Purified coronavirus spike protein nanoparticles induce coronavirus neutralizing antibodies in mice

Abstract

Development of vaccination strategies for emerging pathogens are particularly challenging because of the sudden nature of their emergence and the long process needed for traditional vaccine development. Therefore, there is a need for development of a rapid method of vaccine development that can respond to emerging pathogens in a short time frame. The emergence of severe acute respiratory syndrome coronavirus (SARS-CoV) in 2003 and Middle East Respiratory Syndrome Coronavirus (MERS-CoV) in late 2012 demonstrate the importance of coronaviruses as emerging pathogens. The spike glycoproteins of coronaviruses reside on the surface of the virion and are responsible for virus entry. The spike glycoprotein is the major immunodominant antigen of coronaviruses and has proven to be an excellent target for vaccine designs that seek to block coronavirus entry and promote antibody targeting of infected cells. Vaccination strategies for coronaviruses have involved live attenuated virus, recombinant viruses, non-replicative virus-like particles expressing coronavirus proteins or DNA plasmids expressing coronavirus genes. None of these strategies has progressed to an approved human coronavirus vaccine in the ten years since SARS-CoV emerged. Here we describe a novel method for generating MERS-CoV and SARS-CoV full-length spike nanoparticles, which in combination with adjuvants are able to produce high titer antibodies in mice.

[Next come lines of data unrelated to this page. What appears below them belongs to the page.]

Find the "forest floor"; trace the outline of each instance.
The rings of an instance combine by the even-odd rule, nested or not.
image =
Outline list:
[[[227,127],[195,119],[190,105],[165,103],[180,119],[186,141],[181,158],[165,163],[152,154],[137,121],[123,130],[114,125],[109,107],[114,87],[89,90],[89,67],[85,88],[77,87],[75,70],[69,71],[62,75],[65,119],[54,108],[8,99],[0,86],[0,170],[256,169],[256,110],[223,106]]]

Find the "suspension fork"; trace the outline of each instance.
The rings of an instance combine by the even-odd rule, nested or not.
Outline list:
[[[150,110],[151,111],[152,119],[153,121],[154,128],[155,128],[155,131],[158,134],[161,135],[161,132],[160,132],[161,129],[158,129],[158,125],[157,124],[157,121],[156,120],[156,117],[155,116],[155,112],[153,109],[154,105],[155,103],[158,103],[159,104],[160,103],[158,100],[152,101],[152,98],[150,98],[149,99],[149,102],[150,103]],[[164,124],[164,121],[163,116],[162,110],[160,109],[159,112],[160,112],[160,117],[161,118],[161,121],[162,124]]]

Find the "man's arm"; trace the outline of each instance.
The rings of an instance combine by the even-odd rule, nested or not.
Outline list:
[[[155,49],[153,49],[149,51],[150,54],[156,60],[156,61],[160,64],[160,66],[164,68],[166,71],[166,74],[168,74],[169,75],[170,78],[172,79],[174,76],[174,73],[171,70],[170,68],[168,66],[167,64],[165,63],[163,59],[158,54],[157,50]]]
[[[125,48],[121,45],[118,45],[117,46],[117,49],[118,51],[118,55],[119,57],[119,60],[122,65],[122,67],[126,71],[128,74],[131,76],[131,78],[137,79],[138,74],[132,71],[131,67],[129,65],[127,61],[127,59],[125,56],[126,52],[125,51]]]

Keywords: Middle East Respiratory Syndrome Coronavirus; Neutralizing antibody; Severe Acute Respiratory Syndrome Coronavirus; Vaccine.

Fig. 1

Purification of coronavirus spike proteins and generation of spike nanoparticles. (A and B) Purified MERS-CoV (A) and SARS-CoV (B) S protein micelle, each protein is loaded on the gel in triplicate lanes. Left panel: coomassie blue stain, right panel: western blot using rabbit anti-MERS S (A) or rabbit anti-SARS S (B) as primary antibody. Protein marker: precision plus protein molecular weight marker (Bio-Rad, Hercules, CA). (C and D) Phosphotungstic acid negative stain electron microscopy images of MERS (C) and SARS (D) S protein micelle. (For interpretation of the references to colour in this figure legend, the reader is referred to the web version of the article.)

Fig. 2

Neutralization titers of coronavirus spike vaccinated mice. Serum from mice vaccinated with the noted mix of spike protein and adjuvant was analyzed by TCID50 assay for neutralization capability and geometric mean titer (GMT) graphed for all groups (10 mice per group). Error bars indicate 95% confidence interval. Stars denote statistically significant differences (p < 0.05) noted in the text as described in Section 2.